Mary-Lou zuckte hilflos mit den Achseln. »Ich weiß, es ... es hört sich verrückt an, aber ...«

»Das macht nichts. Die ganze Sache ist verrückt. Reden Sie«, drängte Sheldon.

»Vorhin«, begann Mary-Lou, »als Sie ... den Spiegel zerschlugen, da ... da hatte ich den Eindruck, als ob der ganze Raum sich krümmen würde. Fast so, als ... als hätte er Schmerzen.«

»Du meinst, diese Lichteffekte, das Beben ...«

Mary-Lou nickte. »Ja. Ich habe mir den Spiegel angesehen, den Sheldon zertrümmert hat. Ich weiß, ihr werdet mich für verrückt halten, aber er ... ich finde, er sah fast wie eine Wunde aus.«

Cramer sah seine Frau verblüfft an. »Das hört sich an, als ob du glaubst, dieses ganze verdammte Labyrinth würde leben. Willst du das damit andeuten?«

Mary-Lou schüttelte den Kopf. »Ich will gar nichts andeuten. Ich hatte nur den verrückten Gedanken, daß dieses Ding sich ... gewehrt hat, wenn du so willst.«

»Aber das ist doch Unsinn!« protestierte Cramer.
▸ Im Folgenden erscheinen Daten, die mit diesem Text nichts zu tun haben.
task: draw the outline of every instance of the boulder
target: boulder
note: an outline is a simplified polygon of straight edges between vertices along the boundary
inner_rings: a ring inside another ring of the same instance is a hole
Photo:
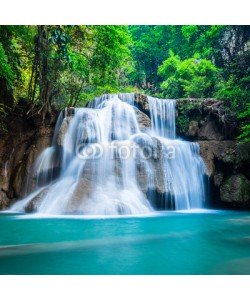
[[[250,208],[250,181],[242,174],[227,178],[220,188],[221,201],[235,207]]]
[[[224,139],[223,134],[220,132],[215,121],[210,120],[197,130],[199,140],[215,140],[222,141]]]

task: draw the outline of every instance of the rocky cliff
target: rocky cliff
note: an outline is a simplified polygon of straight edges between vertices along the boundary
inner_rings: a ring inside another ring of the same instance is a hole
[[[146,96],[136,94],[135,103],[143,131],[150,126],[148,101]],[[0,209],[7,208],[24,195],[35,159],[51,143],[58,113],[54,112],[52,118],[42,124],[39,115],[28,118],[27,110],[26,104],[16,107],[6,120],[7,131],[1,133]],[[179,99],[176,115],[177,134],[200,145],[209,176],[210,205],[249,209],[249,145],[237,143],[239,124],[227,104],[214,99]],[[63,126],[67,126],[66,121]],[[58,144],[61,144],[60,140]],[[160,173],[158,175],[157,193],[160,199],[161,176]],[[143,187],[143,172],[138,176]]]

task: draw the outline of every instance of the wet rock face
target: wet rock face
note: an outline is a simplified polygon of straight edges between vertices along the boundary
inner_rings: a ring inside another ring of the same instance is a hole
[[[250,208],[250,181],[242,174],[232,175],[220,187],[221,200],[235,207]]]
[[[36,158],[51,143],[56,117],[42,126],[39,116],[27,118],[20,108],[9,116],[8,131],[0,136],[0,209],[24,196]]]
[[[151,127],[147,97],[136,94],[135,105],[139,126],[144,132]],[[199,143],[200,154],[210,176],[211,190],[215,191],[212,196],[215,199],[213,205],[249,209],[250,145],[239,145],[236,142],[237,124],[234,120],[229,122],[225,117],[223,105],[223,102],[214,99],[177,100],[176,121],[178,118],[181,119],[179,125],[183,130],[178,131],[177,124],[177,134]],[[8,133],[0,137],[0,209],[7,208],[16,198],[24,195],[34,161],[51,144],[56,121],[55,116],[54,122],[43,126],[39,117],[27,119],[25,114],[21,117],[17,115],[9,120]],[[71,118],[71,116],[65,118],[61,125],[57,139],[59,147],[63,145]],[[140,143],[139,138],[135,142]],[[154,170],[155,190],[152,191],[148,185],[145,165],[137,166],[137,178],[143,193],[145,195],[151,193],[151,196],[154,194],[158,201],[157,205],[160,206],[161,199],[167,195],[164,194],[162,162],[159,159],[161,149],[157,139],[154,140],[153,151],[156,152],[157,159],[152,156],[148,164]],[[120,176],[119,163],[116,166],[116,173]],[[74,196],[74,203],[79,202],[83,194],[88,195],[92,177],[91,172],[85,173]],[[29,182],[31,188],[33,181],[35,178]],[[40,198],[41,195],[38,195],[26,210],[36,210]],[[69,207],[68,211],[73,212],[74,207]]]

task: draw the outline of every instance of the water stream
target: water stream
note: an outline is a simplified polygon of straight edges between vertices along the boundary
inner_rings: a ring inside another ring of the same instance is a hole
[[[28,180],[32,194],[11,210],[134,215],[202,208],[205,166],[198,144],[176,137],[175,100],[147,101],[149,117],[133,93],[103,95],[87,108],[62,112],[51,147]]]

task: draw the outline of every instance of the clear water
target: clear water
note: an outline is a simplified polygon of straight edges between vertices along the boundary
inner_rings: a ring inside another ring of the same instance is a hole
[[[250,215],[0,214],[0,274],[250,274]]]

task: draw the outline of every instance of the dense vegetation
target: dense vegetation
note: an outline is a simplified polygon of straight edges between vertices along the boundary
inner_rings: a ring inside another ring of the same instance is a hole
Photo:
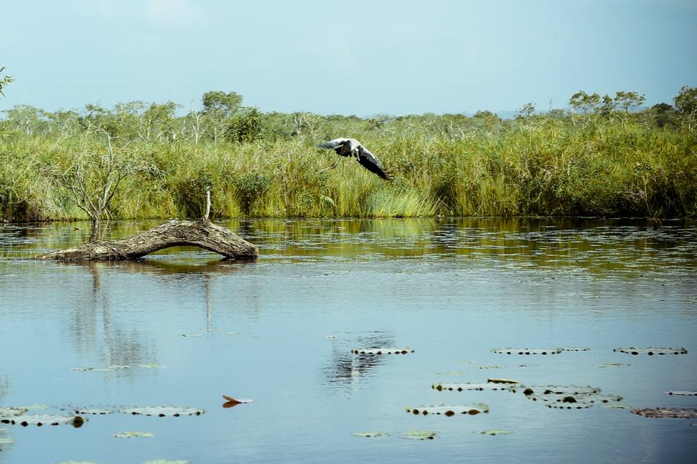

»Vielleicht«, murmelte Sheldon. »Aber vielleicht auch nicht. Wenn diese Spiegel in der Lage sind, Menschen in sich aufzusaugen und ihren Kopien eigenes Leben einzuhauchen ... Nach allem, was ich in den letzten Stunden erlebt habe, bin ich langsam bereit, buchstäblich alles zu glauben.« Er sah Mary-Lou nachdenklich an, versuchte zu lächeln und gab es dann auf, als er merkte, wie mißlungen die Geste wirkte. Auf seiner Stirn perlte feiner, glitzernder Schweiß. »Wir haben sowieso nichts mehr zu verlieren«, sagte er achselzuckend.

»Was haben Sie vor?« Cramer trat unruhig auf der Stelle und beobachtete ihn mißtrauisch.

Sheldon grinste. »Ausprobieren, ob Ihre Frau recht hat.« Er griff in die Jackentasche und zog die zusammengerollte Kette hervor. Seine Muskeln entspannten sich, als er die Waffe über dem Kopf schwang. »Wenn das hier die Reaktion auf Schmerzen war, dann wollen wir sehen, was passiert, wenn wir diesen Spiegeln noch mehr weh tun«, murmelte er.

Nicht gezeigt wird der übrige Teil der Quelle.